Once pre-processing is complete, alignment can take place. First, bowtie2_index generates an index if one is not already cached. Since the bowtie2 alignment task processes samples one at a time, it was wrapped in a dynamic workflow to process a list of inputs. Dynamics are another parallelism construct, similar to map tasks with some key differences: they are more flexible than map tasks at the expense of some efficiency. Similarly, variant calling is performed across all samples using HaplotypeCaller. Lastly, MultiQC Ewels et al., 2016, produces a final report of all the different steps in the workflow. Certain task definitions are omitted for the sake of cogency, they are all fully-defined in the unionbio repo.
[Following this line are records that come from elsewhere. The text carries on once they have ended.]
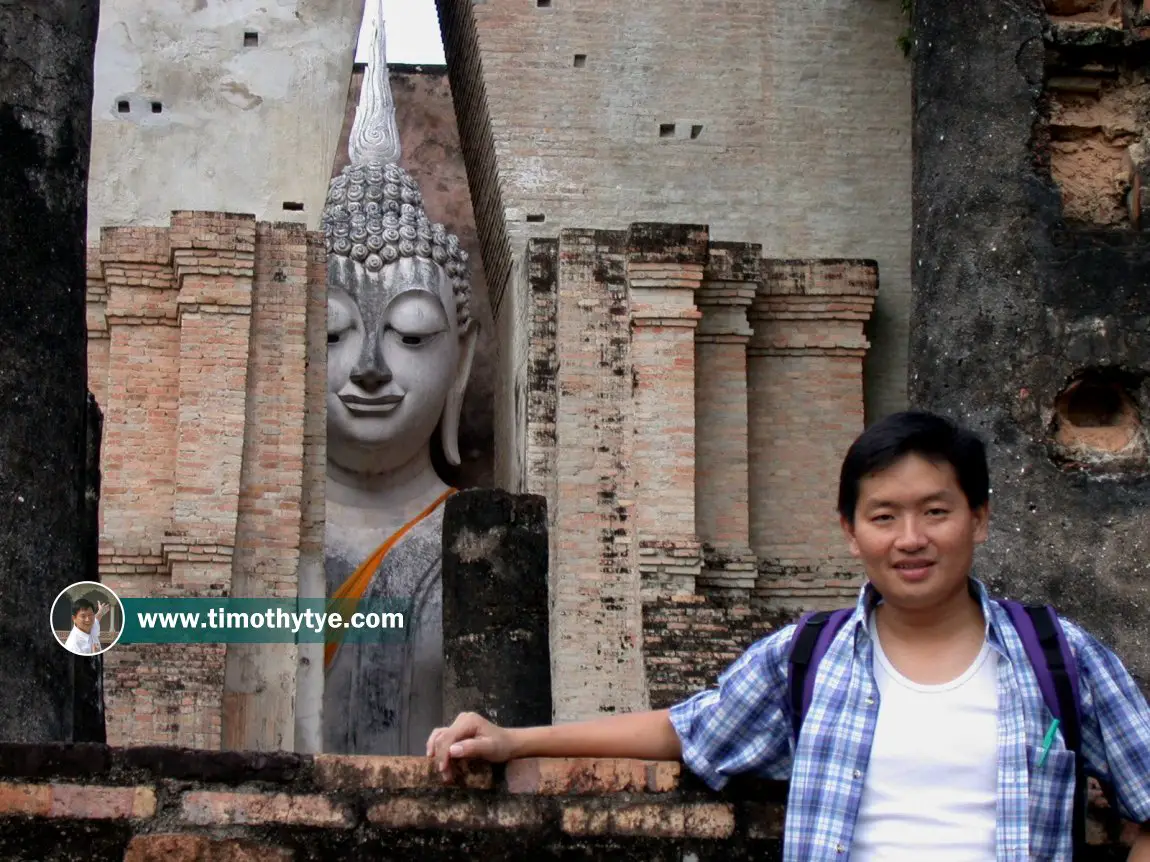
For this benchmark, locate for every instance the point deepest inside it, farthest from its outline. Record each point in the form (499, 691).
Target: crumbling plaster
(242, 129)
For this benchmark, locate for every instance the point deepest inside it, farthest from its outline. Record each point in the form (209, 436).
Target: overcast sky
(413, 32)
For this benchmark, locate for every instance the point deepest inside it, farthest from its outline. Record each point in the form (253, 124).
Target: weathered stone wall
(1032, 315)
(783, 124)
(156, 805)
(219, 105)
(680, 393)
(45, 532)
(207, 395)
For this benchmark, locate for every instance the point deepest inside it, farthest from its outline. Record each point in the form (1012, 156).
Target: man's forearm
(1140, 852)
(641, 736)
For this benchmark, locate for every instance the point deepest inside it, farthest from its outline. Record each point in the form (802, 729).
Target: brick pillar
(260, 678)
(308, 706)
(664, 270)
(805, 408)
(596, 610)
(213, 258)
(138, 464)
(721, 495)
(140, 401)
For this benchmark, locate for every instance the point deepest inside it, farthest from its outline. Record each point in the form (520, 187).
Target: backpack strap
(1056, 669)
(813, 636)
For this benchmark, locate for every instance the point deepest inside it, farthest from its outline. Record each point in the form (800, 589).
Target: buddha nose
(372, 371)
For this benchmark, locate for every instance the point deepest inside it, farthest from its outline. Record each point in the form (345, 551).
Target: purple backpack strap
(1043, 639)
(812, 638)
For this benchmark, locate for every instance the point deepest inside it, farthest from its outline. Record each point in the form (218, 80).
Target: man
(84, 638)
(927, 737)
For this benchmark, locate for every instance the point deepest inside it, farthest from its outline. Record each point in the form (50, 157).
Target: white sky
(412, 28)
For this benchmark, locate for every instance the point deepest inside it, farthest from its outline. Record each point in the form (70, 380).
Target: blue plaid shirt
(744, 726)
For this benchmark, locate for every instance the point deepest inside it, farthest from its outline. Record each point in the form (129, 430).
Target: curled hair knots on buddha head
(374, 216)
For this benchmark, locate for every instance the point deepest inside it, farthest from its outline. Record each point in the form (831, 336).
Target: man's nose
(911, 535)
(370, 371)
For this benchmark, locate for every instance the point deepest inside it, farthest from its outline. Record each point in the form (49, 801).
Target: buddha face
(397, 362)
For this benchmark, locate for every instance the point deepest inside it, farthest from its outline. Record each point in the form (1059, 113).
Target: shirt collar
(869, 598)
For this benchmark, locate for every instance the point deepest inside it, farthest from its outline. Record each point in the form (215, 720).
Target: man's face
(915, 532)
(83, 620)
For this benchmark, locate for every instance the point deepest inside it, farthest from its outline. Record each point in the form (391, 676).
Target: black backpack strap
(1057, 672)
(806, 635)
(810, 643)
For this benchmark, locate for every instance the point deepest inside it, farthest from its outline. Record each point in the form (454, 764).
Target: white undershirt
(930, 786)
(78, 641)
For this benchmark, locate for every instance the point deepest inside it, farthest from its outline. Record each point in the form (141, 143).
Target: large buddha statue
(400, 341)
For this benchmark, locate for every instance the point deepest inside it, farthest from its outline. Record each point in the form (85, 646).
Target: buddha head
(400, 332)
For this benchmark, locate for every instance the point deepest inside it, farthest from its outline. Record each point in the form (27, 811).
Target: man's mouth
(914, 569)
(372, 403)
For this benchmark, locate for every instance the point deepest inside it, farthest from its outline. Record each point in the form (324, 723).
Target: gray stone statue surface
(400, 343)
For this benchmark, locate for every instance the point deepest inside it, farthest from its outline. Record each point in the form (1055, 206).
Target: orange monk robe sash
(352, 590)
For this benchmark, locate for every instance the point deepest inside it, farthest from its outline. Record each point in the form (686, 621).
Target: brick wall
(688, 407)
(156, 805)
(782, 124)
(207, 395)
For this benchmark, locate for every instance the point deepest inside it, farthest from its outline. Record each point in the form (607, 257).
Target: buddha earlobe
(454, 406)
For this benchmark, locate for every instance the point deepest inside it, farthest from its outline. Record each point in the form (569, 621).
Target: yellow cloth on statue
(353, 589)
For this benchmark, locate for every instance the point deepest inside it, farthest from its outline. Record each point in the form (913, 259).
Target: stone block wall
(688, 406)
(198, 358)
(163, 805)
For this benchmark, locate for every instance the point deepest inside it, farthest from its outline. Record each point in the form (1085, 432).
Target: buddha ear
(454, 406)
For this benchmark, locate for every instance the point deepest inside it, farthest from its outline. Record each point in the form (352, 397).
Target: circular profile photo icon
(87, 618)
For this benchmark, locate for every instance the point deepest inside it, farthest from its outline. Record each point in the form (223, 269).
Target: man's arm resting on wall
(642, 736)
(1141, 849)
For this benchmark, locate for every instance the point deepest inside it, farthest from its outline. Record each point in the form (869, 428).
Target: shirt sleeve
(1116, 724)
(743, 724)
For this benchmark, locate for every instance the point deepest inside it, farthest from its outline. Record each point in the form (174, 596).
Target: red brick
(703, 820)
(89, 802)
(560, 776)
(179, 847)
(33, 800)
(458, 814)
(212, 808)
(338, 771)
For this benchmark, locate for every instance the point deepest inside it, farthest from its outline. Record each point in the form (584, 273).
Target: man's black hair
(914, 432)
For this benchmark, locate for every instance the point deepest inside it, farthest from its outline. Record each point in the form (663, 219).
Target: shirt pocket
(1051, 798)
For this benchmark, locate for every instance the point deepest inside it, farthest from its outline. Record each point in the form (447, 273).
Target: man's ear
(849, 532)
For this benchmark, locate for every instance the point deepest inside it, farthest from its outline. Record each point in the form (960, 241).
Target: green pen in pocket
(1049, 740)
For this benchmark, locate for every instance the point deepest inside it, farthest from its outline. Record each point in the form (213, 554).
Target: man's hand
(470, 736)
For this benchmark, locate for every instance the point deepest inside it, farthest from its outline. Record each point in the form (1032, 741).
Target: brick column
(805, 408)
(596, 614)
(140, 401)
(665, 267)
(721, 497)
(213, 258)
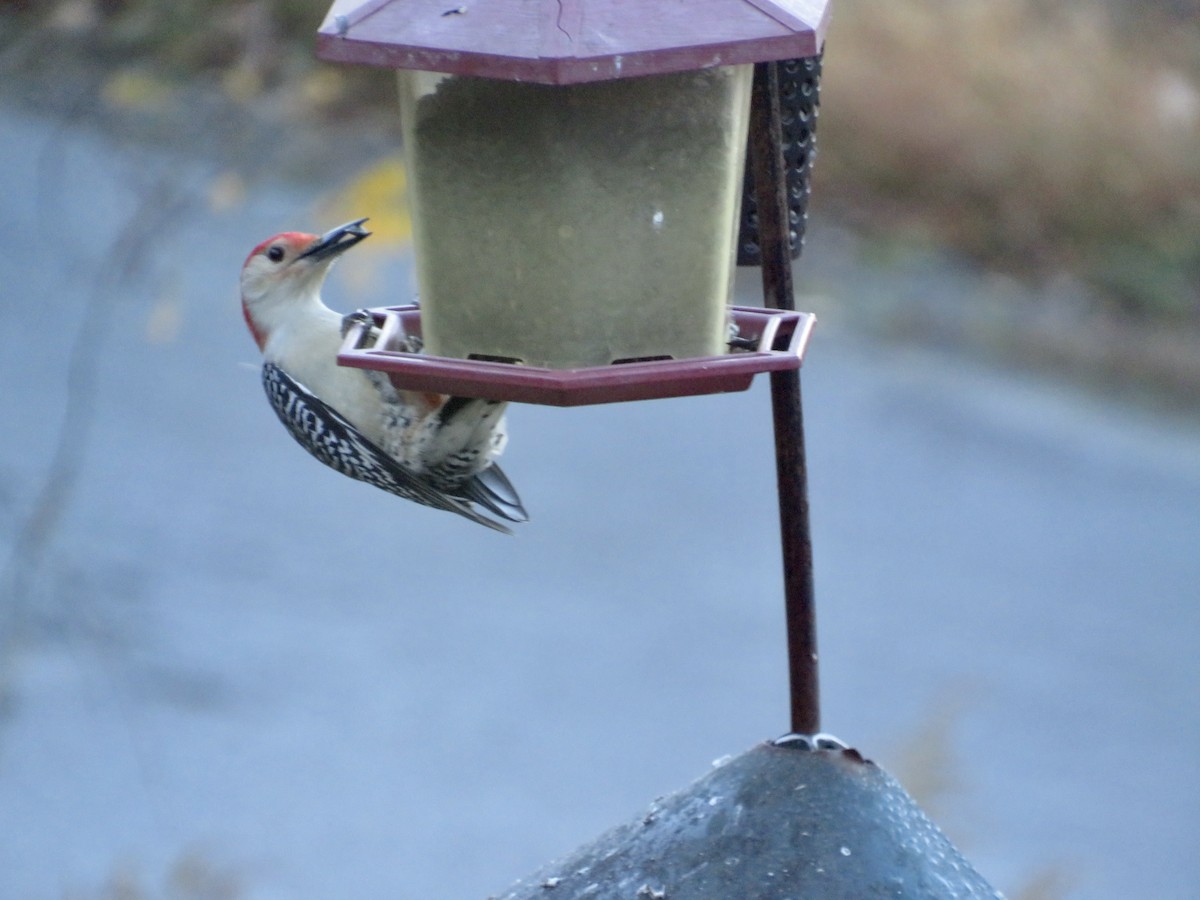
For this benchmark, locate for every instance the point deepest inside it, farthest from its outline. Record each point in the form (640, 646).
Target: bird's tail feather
(492, 490)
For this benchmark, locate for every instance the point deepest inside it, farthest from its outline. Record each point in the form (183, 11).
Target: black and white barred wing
(328, 436)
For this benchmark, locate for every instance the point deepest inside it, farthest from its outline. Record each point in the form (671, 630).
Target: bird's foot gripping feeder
(767, 341)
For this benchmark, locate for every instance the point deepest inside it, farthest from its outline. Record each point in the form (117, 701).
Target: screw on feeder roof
(569, 41)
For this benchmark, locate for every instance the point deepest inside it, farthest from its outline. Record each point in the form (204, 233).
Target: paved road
(221, 658)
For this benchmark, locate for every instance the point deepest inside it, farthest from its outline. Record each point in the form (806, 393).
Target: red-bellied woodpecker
(429, 448)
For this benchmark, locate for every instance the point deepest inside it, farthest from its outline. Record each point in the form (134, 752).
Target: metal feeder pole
(774, 239)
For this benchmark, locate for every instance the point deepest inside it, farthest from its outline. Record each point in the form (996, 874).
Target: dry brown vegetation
(1030, 135)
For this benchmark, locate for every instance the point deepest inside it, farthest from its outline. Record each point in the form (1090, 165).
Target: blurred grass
(1032, 136)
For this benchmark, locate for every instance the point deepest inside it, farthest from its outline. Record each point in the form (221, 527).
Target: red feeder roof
(569, 41)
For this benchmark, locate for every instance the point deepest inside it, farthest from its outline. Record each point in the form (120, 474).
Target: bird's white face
(277, 265)
(283, 274)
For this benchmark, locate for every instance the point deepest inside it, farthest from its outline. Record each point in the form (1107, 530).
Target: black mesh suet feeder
(585, 175)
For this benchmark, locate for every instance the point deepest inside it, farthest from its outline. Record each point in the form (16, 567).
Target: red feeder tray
(775, 341)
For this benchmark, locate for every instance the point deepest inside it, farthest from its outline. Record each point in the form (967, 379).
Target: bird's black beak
(336, 241)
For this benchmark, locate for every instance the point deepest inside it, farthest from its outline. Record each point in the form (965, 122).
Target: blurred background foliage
(1032, 137)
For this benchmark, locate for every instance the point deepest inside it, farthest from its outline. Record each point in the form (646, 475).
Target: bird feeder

Despite being a fairly parsimonious workflow, it’s important to highlight how many different languages are seamlessly integrated. The preprocessing tools are written in Java and C/C++. Alignment is carried out with a mix of Perl and C++. HaplotypeCaller is implemented purely in Java. Finally, the reporting tool is implemented in Python. While this simplicity affords easy understanding of task-flow from the code, the Flyte console provides excellent visualizations to best understand it’s structure:

Finally, it’s helpful to inspect a timeline of the execution which highlights a few things. Since this workflow was run several times over the course of capturing these figures, the fastqc task was cached in previous runs. It’s also clear from this figure which tasks were run in parallel in contrast to those which had dependencies on upstream outputs. Finally, the overall runtime is broken down into it’s separate parts. Since this was run on test data, everything executed fairly quickly.

Conclusion¶

Different steps in a bioinformatics pipeline often require tools with significantly different characteristics. As such, different languages are employed where their strengths are best leveraged. Regardless of which language or framework is used, ImageSpec captures those dependencies in an OCI-compliant image for use in Flyte workflows and beyond in a very ergonomic way. Defining dataclasses with FlyteFiles and additional metadata frees the data flow from the trappings of a traditional filesystem, while Flyte handles serialization so we can easily operate in a cloud native paradigm. With dependencies handled in a robust way and the data interface standardized, wrapping arbitrary tools in Flyte tasks produces reusable and composable components that behave predictably. Tying all of this into a common orchestration layer presents an enormous benefit to the developer experience and consequently the reproducibility and extensibility of the research project as a whole.